Geoff Hutchison (email@example.com)
Mon, 02 Aug 1999 11:10:59 -0400
Phooey! I knew I forgot to bring something in to work this morning. It
turns out I forgot to bring the list. I'll see if I can generate enough
of it from memory... These are in no particular order.
Goals Current Status
* Regex restrict/include/exclude Done
* Document DB keyed on DocID Done
* Document Excerpts moved to separate DB Incomplete (need compression
* Word DB conversion Incomplete (mostly in place, a few prob.)
* Regex fuzzy Incomplete
* Speling fuzzy Incomplete
* Transport rewrite Incomplete
ExternalTransport Not begun (need API)
* Trigram fuzzy Not begun (short)
* Generate a list of all documents Not begun (very short)
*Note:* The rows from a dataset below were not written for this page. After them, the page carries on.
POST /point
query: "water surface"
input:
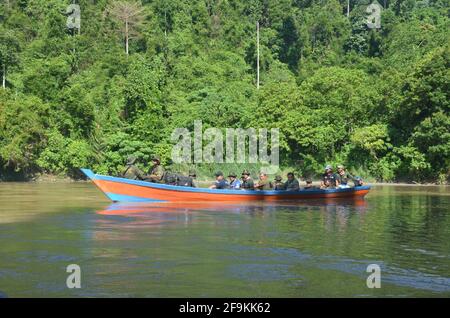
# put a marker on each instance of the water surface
(309, 249)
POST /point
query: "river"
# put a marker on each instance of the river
(309, 249)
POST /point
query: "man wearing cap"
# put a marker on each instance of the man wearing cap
(193, 176)
(235, 183)
(131, 171)
(157, 171)
(247, 181)
(292, 183)
(329, 179)
(186, 181)
(220, 183)
(278, 184)
(263, 182)
(309, 185)
(343, 177)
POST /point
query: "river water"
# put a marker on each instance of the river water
(308, 249)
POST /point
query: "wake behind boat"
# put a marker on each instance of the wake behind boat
(127, 190)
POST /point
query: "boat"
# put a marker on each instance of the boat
(127, 190)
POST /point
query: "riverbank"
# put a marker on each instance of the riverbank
(50, 178)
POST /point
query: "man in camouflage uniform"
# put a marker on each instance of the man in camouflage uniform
(247, 181)
(131, 171)
(156, 173)
(292, 183)
(279, 184)
(187, 181)
(263, 183)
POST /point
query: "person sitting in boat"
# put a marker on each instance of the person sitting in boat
(329, 179)
(156, 173)
(220, 183)
(309, 185)
(187, 181)
(343, 177)
(263, 183)
(292, 183)
(247, 181)
(131, 171)
(278, 183)
(235, 183)
(193, 176)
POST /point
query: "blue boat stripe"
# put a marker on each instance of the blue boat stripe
(129, 198)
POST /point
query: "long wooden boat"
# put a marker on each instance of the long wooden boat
(127, 190)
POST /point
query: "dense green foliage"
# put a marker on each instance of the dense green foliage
(375, 100)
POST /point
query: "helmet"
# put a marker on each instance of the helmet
(131, 160)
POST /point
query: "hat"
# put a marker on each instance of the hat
(156, 158)
(131, 160)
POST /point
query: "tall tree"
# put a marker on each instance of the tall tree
(131, 14)
(9, 47)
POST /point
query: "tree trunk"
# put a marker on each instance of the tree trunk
(257, 54)
(126, 37)
(4, 77)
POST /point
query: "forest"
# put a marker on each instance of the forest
(374, 99)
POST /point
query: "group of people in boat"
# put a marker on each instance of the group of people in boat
(157, 173)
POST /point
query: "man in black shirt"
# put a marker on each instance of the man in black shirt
(220, 183)
(329, 180)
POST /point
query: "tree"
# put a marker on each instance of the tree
(130, 14)
(9, 48)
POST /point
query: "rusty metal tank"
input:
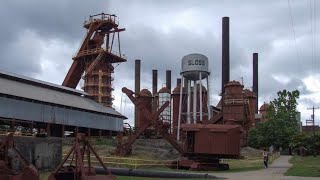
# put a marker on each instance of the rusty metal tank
(204, 102)
(164, 95)
(263, 112)
(175, 107)
(233, 103)
(251, 106)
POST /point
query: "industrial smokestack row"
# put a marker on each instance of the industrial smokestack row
(225, 53)
(255, 83)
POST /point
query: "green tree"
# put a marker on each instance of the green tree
(281, 125)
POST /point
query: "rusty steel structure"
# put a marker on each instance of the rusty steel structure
(200, 154)
(95, 58)
(152, 119)
(201, 133)
(9, 163)
(80, 151)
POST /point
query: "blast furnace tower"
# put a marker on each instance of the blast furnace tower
(95, 58)
(195, 70)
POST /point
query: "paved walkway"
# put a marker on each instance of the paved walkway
(274, 172)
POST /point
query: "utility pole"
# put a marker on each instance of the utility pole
(313, 126)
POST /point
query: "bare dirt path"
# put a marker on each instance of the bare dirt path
(274, 172)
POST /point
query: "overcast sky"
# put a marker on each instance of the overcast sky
(39, 38)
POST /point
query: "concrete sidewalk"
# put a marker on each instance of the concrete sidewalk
(274, 172)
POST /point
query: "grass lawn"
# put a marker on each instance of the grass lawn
(304, 166)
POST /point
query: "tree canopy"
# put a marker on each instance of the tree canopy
(281, 124)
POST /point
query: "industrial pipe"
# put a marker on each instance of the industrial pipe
(137, 72)
(225, 53)
(154, 82)
(255, 80)
(154, 89)
(168, 79)
(154, 174)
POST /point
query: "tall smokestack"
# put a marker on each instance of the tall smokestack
(178, 81)
(225, 53)
(255, 78)
(168, 79)
(137, 71)
(154, 82)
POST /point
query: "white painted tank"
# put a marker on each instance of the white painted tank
(192, 65)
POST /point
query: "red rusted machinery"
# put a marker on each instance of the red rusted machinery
(9, 163)
(198, 156)
(81, 149)
(93, 62)
(151, 119)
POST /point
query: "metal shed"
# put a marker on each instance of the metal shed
(28, 99)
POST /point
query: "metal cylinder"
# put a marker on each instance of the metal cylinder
(255, 79)
(178, 81)
(137, 71)
(168, 79)
(225, 53)
(154, 89)
(154, 82)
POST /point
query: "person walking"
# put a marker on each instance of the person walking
(265, 158)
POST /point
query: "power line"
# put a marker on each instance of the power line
(294, 35)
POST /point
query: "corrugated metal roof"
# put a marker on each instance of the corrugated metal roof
(44, 84)
(31, 89)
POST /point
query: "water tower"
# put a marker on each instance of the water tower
(195, 73)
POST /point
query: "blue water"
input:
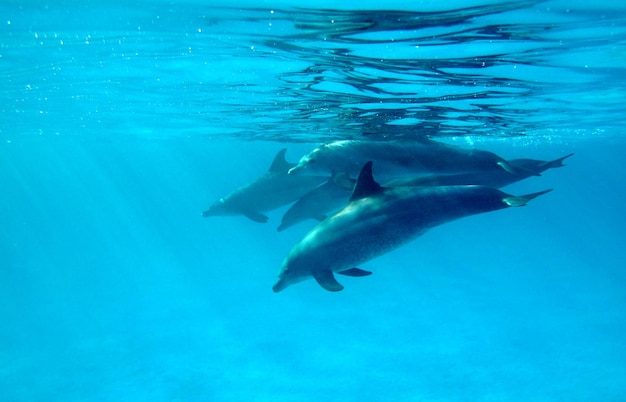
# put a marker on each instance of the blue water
(120, 124)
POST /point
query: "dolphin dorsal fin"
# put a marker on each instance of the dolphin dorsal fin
(365, 185)
(280, 164)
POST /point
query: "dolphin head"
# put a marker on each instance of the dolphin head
(309, 163)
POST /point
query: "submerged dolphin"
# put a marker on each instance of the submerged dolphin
(378, 220)
(270, 191)
(399, 158)
(332, 196)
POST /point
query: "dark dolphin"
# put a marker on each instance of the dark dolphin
(332, 196)
(378, 220)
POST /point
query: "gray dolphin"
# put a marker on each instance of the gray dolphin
(378, 220)
(332, 196)
(399, 158)
(270, 191)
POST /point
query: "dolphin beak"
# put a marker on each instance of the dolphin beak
(280, 285)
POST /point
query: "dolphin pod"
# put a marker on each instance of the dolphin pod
(334, 194)
(377, 220)
(425, 184)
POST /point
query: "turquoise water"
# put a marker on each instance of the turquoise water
(120, 124)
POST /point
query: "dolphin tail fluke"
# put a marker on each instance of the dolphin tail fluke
(517, 170)
(327, 280)
(520, 201)
(555, 163)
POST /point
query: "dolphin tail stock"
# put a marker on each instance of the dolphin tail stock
(520, 201)
(516, 170)
(354, 272)
(555, 163)
(327, 280)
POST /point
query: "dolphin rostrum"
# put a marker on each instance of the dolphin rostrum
(377, 220)
(270, 191)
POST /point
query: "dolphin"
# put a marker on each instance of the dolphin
(270, 191)
(377, 220)
(399, 158)
(332, 196)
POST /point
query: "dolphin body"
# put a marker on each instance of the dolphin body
(399, 158)
(378, 220)
(332, 196)
(270, 191)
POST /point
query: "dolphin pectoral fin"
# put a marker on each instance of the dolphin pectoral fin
(513, 201)
(255, 216)
(355, 272)
(320, 217)
(327, 280)
(517, 170)
(555, 163)
(280, 164)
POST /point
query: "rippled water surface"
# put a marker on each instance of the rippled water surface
(122, 121)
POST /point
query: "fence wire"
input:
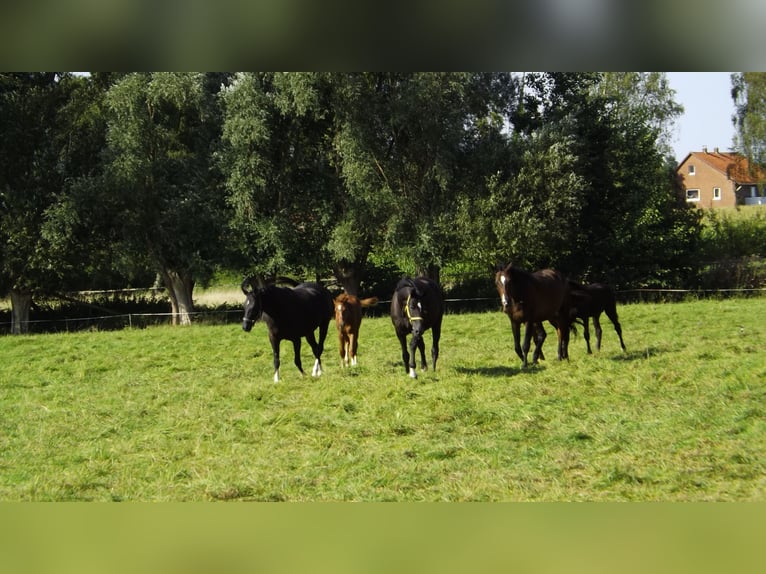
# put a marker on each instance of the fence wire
(469, 304)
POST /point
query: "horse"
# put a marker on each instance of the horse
(531, 298)
(416, 306)
(290, 313)
(348, 318)
(589, 301)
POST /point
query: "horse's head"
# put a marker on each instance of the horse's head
(252, 304)
(502, 282)
(342, 308)
(413, 308)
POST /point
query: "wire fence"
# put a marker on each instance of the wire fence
(229, 314)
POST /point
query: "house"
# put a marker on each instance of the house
(721, 179)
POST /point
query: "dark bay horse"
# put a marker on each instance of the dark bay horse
(589, 301)
(290, 313)
(348, 319)
(531, 298)
(416, 306)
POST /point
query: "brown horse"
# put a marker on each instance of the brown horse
(348, 318)
(589, 301)
(531, 298)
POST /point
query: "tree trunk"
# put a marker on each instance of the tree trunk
(21, 302)
(180, 286)
(348, 274)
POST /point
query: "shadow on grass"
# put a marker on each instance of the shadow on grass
(639, 354)
(496, 370)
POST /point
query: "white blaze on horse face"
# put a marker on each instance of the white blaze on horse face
(504, 298)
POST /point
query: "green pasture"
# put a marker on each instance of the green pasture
(185, 414)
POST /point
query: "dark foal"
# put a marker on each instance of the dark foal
(589, 301)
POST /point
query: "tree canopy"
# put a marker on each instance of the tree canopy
(320, 174)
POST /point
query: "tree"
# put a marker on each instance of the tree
(31, 182)
(402, 139)
(590, 188)
(163, 129)
(280, 184)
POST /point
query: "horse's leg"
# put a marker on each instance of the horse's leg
(316, 348)
(422, 350)
(297, 351)
(436, 332)
(343, 339)
(598, 329)
(353, 343)
(586, 332)
(516, 329)
(405, 353)
(540, 336)
(612, 314)
(275, 350)
(563, 333)
(529, 327)
(410, 365)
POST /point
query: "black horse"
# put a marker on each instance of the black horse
(589, 301)
(290, 313)
(531, 298)
(416, 306)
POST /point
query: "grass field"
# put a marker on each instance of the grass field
(192, 414)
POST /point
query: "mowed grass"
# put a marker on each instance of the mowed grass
(179, 414)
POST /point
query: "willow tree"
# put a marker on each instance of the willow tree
(279, 180)
(30, 185)
(163, 130)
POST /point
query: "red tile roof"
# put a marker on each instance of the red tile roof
(734, 165)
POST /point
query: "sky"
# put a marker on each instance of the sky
(708, 108)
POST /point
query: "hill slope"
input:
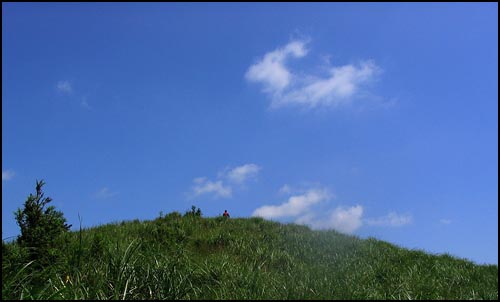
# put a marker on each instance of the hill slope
(189, 257)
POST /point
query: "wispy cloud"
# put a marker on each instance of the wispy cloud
(295, 206)
(392, 219)
(343, 219)
(285, 189)
(304, 209)
(243, 173)
(202, 185)
(104, 193)
(226, 180)
(7, 175)
(64, 87)
(286, 88)
(271, 70)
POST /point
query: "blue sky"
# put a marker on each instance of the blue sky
(372, 119)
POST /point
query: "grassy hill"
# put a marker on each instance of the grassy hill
(190, 257)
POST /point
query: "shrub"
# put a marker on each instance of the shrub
(41, 227)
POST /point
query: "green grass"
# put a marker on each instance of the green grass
(186, 257)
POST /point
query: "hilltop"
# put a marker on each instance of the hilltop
(191, 257)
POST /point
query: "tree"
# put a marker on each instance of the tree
(41, 226)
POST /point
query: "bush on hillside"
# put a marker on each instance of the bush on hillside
(41, 227)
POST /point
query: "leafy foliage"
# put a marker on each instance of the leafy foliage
(41, 226)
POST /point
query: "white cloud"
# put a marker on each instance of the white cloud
(104, 193)
(271, 70)
(343, 219)
(342, 84)
(445, 221)
(64, 87)
(242, 173)
(392, 219)
(202, 185)
(7, 174)
(285, 189)
(338, 88)
(295, 206)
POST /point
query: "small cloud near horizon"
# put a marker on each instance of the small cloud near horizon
(104, 193)
(64, 87)
(7, 175)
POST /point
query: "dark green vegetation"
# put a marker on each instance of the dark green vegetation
(191, 257)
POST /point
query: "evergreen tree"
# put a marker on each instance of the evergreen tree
(41, 226)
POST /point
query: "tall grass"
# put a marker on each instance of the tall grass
(189, 257)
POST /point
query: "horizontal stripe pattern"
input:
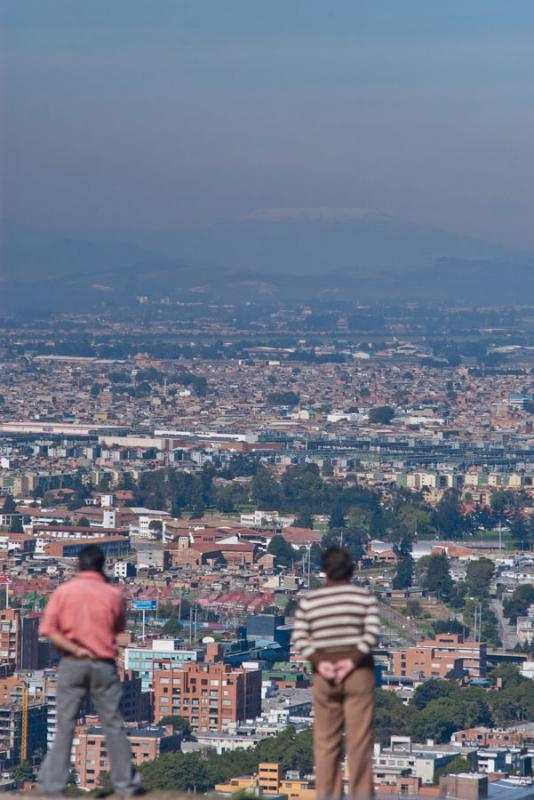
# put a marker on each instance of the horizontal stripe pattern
(334, 618)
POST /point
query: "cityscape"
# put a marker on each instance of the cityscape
(267, 399)
(213, 479)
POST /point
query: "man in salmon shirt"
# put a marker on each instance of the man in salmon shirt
(82, 619)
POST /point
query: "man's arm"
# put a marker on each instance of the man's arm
(371, 628)
(371, 631)
(50, 629)
(120, 621)
(301, 634)
(68, 647)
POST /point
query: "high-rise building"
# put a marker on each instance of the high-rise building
(209, 696)
(19, 638)
(11, 729)
(142, 659)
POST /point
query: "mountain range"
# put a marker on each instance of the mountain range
(282, 254)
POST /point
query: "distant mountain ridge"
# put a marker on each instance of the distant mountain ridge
(288, 254)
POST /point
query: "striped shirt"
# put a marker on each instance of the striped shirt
(340, 617)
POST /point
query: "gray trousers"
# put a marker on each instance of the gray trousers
(77, 677)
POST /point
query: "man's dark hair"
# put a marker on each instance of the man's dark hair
(337, 563)
(91, 559)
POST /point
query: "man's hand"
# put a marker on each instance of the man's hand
(83, 652)
(326, 670)
(343, 669)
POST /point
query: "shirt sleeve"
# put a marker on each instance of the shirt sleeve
(371, 628)
(120, 622)
(50, 620)
(301, 638)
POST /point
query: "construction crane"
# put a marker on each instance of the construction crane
(24, 722)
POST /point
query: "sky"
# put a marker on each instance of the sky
(160, 115)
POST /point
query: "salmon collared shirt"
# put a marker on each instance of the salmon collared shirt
(87, 611)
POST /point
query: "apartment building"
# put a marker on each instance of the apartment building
(441, 657)
(268, 782)
(90, 754)
(209, 696)
(19, 640)
(142, 659)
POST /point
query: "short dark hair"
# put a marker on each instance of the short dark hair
(91, 559)
(337, 563)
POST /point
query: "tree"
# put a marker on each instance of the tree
(431, 690)
(505, 674)
(449, 626)
(282, 551)
(454, 767)
(517, 605)
(180, 725)
(283, 399)
(328, 469)
(390, 716)
(381, 415)
(9, 507)
(448, 518)
(75, 502)
(172, 627)
(436, 576)
(519, 534)
(478, 577)
(303, 521)
(265, 490)
(16, 524)
(337, 520)
(22, 772)
(403, 577)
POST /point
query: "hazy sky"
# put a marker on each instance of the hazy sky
(149, 114)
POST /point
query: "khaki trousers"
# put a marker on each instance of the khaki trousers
(347, 708)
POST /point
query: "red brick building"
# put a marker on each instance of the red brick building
(209, 696)
(439, 657)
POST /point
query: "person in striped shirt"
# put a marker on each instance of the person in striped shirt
(336, 628)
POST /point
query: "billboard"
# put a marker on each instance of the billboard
(145, 605)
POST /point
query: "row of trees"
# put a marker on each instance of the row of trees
(464, 597)
(438, 708)
(200, 772)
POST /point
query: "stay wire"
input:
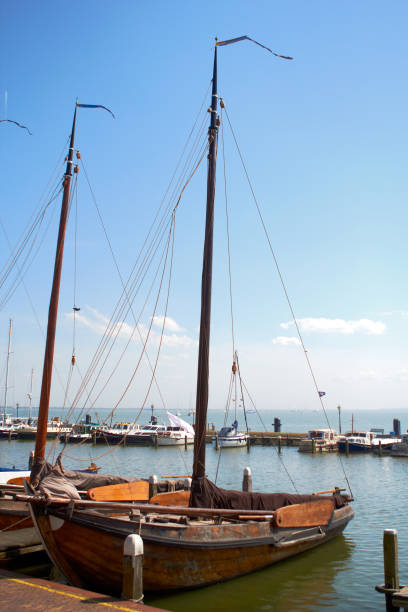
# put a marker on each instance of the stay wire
(228, 235)
(285, 292)
(118, 270)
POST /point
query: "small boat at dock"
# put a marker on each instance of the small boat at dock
(208, 534)
(319, 441)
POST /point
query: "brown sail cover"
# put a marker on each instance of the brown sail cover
(56, 480)
(205, 494)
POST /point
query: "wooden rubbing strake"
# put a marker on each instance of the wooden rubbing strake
(172, 498)
(137, 490)
(309, 514)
* HtTools Not begun (medium)
* UTF-8/Unicode support ?
* Character-Set translation ?
* Detection of duplicate documents while indexing Not begun (short)
* External Decoders ?
* Documentation / Website changes ?
* Distributed queries / Database collections ?
* Configuration changes ?
* URL weighting factors (e.g. server A gets 'boost') ?
indexing of URL text ?
* Search 'similar' ?
* Field-based searching (requires incomplete code)
* Phrase matching (requires incomplete code)
* Shared libraries for distinct functionalities ?
I'm going to reply to my own message in a minute with some commentary.
> . Implement new index structure (on db entry per word occurence, I can
> provide extended help on that)
This is what my WordList changes did. It needs some changes, but much of
the code is already committed. (Unless you have big changes I don't know
> . Implement db transparent compression (that what I'm doing, first release
> 4 August, benchmark results 5 August
Does this recognize already-compressed data? I didn't think about this
earlier, but the excerpts are *supposed* to be using the HtZlibCodec
since they're large enough to get significant benefit.
> . Upgrade to db-2.7.5
I don't really consider this a goal. Part of a move towards a release
entails updating code from external sources to the latest version. This
includes a variety of files in htlib/ from glibc as well as the db code.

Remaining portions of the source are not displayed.